It appears that Florida manatees and green sea turtles have been saved from extinction, since their population is finally experiencing an upward trend following a dramatic decline.
West Indian manatees (sometimes referred to as “sea cows”) are considered an “indicator species” given the fact that their population trends are believed to be indicative of the health of the entire local ecosystem.
The aquatic species scientifically known as Trichechus manatus is actually is divided into 2 subspecies, the Antillean manatee and the Florida manatee, the latter having been declared the official marine mammal associated with the Sunshine State back in 1975.
Even so, despite being among Florida’s symbols, the manatee has remained seriously imperiled, being protected thanks to the 1973 Endangered Species Act, and the 1978 Sanctuary Act.
Now, it seems the herbivorous species, whose sightings used to be wrongly believed to be mermaid apparitions in the past, is finally on the heels of recovery.
Following a thorough analysis conducted across a period of 12 months, representatives of the United States Fish and Wildlife Service (USFWS) have announced on January 7 that the marine mammal’s status will be downgraded, being listed as “threatened” instead of “endangered”.
The same announcement was also made concerning Florida’s green sea turtles, whose population has also been growing in recent years, the number of nests climbing from 198 in 2001, to 14,152 in 2015.
When a species is considered “endangered”, this means that it is deeply susceptible to going extinct in the immediate future, across its entire habitat or across extensive areas.

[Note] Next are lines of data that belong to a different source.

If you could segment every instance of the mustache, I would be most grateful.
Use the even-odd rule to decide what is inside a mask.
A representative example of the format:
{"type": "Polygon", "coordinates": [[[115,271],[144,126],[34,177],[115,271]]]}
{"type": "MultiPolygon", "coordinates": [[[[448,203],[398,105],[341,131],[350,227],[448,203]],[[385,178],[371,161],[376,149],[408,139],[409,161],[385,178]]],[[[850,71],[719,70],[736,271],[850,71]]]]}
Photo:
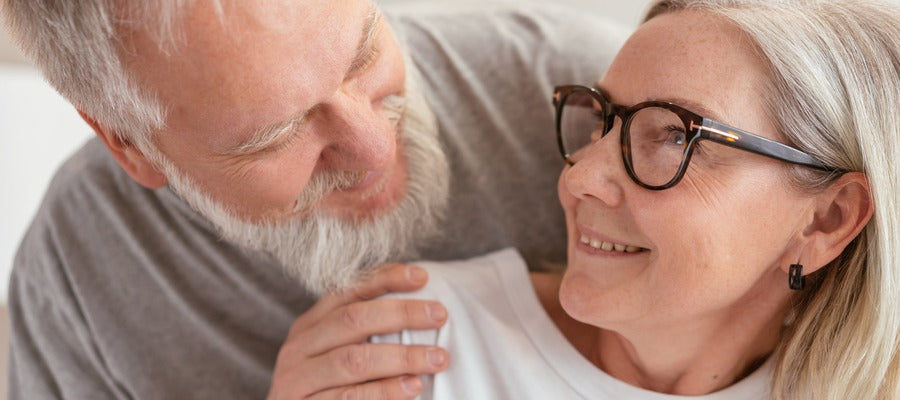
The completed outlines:
{"type": "Polygon", "coordinates": [[[297,197],[294,212],[308,214],[329,193],[344,190],[358,184],[365,178],[363,171],[325,171],[313,176],[303,192],[297,197]]]}

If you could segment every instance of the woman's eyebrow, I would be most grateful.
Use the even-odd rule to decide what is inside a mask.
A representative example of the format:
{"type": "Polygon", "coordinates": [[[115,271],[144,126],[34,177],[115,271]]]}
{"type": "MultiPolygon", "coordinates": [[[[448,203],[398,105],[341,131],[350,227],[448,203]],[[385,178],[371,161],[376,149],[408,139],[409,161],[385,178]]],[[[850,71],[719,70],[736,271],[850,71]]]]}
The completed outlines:
{"type": "MultiPolygon", "coordinates": [[[[620,102],[615,100],[615,98],[609,93],[609,90],[606,90],[605,88],[603,88],[603,86],[600,85],[599,83],[594,84],[594,89],[597,89],[598,91],[600,91],[600,93],[603,93],[603,95],[606,96],[606,98],[609,99],[609,101],[616,103],[616,104],[621,104],[620,102]]],[[[696,100],[690,100],[690,99],[687,99],[684,97],[679,97],[679,96],[649,96],[647,98],[642,99],[638,103],[643,103],[645,101],[664,101],[666,103],[677,104],[681,107],[684,107],[684,108],[690,110],[691,112],[693,112],[695,114],[699,114],[700,116],[702,116],[704,118],[714,119],[717,121],[723,121],[721,114],[713,111],[711,108],[703,105],[702,103],[700,103],[696,100]]],[[[637,103],[635,103],[635,104],[637,104],[637,103]]],[[[623,105],[625,107],[631,107],[634,104],[621,104],[621,105],[623,105]]]]}

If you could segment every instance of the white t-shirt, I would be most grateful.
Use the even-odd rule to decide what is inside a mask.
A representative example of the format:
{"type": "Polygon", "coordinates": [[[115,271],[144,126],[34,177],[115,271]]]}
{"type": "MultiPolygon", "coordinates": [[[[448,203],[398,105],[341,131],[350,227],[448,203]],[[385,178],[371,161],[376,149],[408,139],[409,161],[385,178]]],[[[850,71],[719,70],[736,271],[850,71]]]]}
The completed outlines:
{"type": "Polygon", "coordinates": [[[374,342],[437,345],[450,368],[423,376],[420,399],[759,400],[769,397],[772,362],[705,396],[651,392],[591,364],[556,328],[531,284],[525,262],[507,249],[457,262],[421,262],[429,283],[400,298],[438,300],[449,312],[439,330],[404,331],[374,342]]]}

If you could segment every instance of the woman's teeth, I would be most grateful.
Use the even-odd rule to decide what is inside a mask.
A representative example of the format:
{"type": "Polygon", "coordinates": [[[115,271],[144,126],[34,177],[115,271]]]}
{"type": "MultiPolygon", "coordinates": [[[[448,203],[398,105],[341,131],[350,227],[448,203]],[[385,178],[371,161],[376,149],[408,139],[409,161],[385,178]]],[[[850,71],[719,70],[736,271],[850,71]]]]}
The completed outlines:
{"type": "Polygon", "coordinates": [[[578,240],[581,243],[591,246],[592,248],[595,248],[597,250],[620,251],[620,252],[625,252],[625,253],[637,253],[637,252],[641,251],[640,247],[628,246],[628,245],[619,244],[619,243],[604,242],[604,241],[600,241],[597,239],[591,239],[584,235],[581,235],[581,238],[579,238],[578,240]]]}

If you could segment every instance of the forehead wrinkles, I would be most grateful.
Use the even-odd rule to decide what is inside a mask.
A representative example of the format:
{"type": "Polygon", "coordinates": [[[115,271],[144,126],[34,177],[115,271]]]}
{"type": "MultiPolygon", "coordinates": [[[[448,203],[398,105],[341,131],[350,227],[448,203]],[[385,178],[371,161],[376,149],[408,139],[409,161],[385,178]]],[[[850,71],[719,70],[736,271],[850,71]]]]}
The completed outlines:
{"type": "Polygon", "coordinates": [[[746,115],[747,104],[761,104],[767,87],[768,69],[754,43],[709,12],[657,16],[638,29],[620,56],[603,86],[623,103],[685,98],[721,115],[746,115]]]}

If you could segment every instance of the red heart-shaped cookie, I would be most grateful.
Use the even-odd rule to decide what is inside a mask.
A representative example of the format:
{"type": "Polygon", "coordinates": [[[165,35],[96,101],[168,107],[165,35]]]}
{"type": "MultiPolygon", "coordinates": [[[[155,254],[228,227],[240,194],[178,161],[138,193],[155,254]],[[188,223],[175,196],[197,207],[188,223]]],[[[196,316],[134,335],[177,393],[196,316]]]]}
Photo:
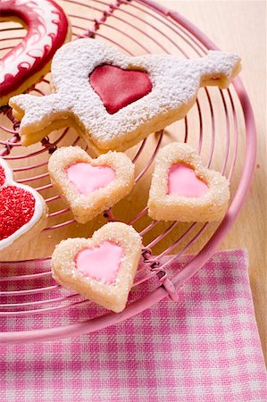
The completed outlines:
{"type": "Polygon", "coordinates": [[[135,166],[122,153],[108,152],[92,159],[79,147],[63,147],[50,157],[52,183],[85,223],[126,197],[134,185],[135,166]]]}
{"type": "Polygon", "coordinates": [[[29,186],[15,183],[8,164],[0,158],[0,255],[19,247],[46,223],[46,205],[29,186]]]}
{"type": "Polygon", "coordinates": [[[89,81],[110,114],[141,99],[152,90],[149,75],[138,70],[123,70],[114,65],[100,65],[89,81]]]}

In contrast, being classified as “threatened” means that the species has a high probability of being endangered at some point in the future.
The reason why West Indian manatees no longer raise significant concerns among environmentalists is because their numbers have been escalating, and conservation measures appear to have been successful.
While the Florida manatee population had been estimated at a mere 1,267 animals back in 1991, now it has climbed to over 6,300, the equivalent of a 500% increment.
As a result, the total number of West Indian manatees across the globe has reached approximately 13,000 individuals, the upward trend being treated as a gladdening sign by wildlife specialists.
According to Michael Bean, counselor of the assistant secretary for the Department of Fish, Wildlife ant Parks, this resurgence can be attributed to the fact that the species is now facing fewer threats than before.
The Florida Fish and Wildlife Conservation Commission, working in conjunction with the federal Fish and Wildlife Service have set up approximately 50 manatees sanctuaries, these protection zones functioning as safe havens against boat collisions (the most significant mortality factor associated with human activities), fishing gear accidents, habitat loss etc.
Moreover, Coast Guard patrols have ensured that such areas are actually respected by anglers and boaters, with trespassing attempts being promptly deterred.
Now that the United States Fish and Wildlife Service has established that Florida manatees and green sea turtles aren’t as imperiled as before, the proposal to alter their status on the Endangered Species list has been made official on January 8, when it appeared in the Federal Register.
Unless contested in the following 90 days, the decision will be enforced starting from April 7. Even so, as wildlife specialists insist, this doesn’t mean that conservation efforts will suddenly be halted from that point onward.
In fact, such measures will be just as strict and extensive as before, in order to ensure that these two species remain out of harm’s way in the following decades as well.
On the other hand, critics of this initiative, such as Llewellyn Ehrhart, vertebrate zoologist at Central Florida University, warn that downgrading the status of the Florida manatees and of the green sea turtles will cause the public to be less preoccupied with ensuring the survival of these animals, and less willing to fund charities supporting such conservation projects.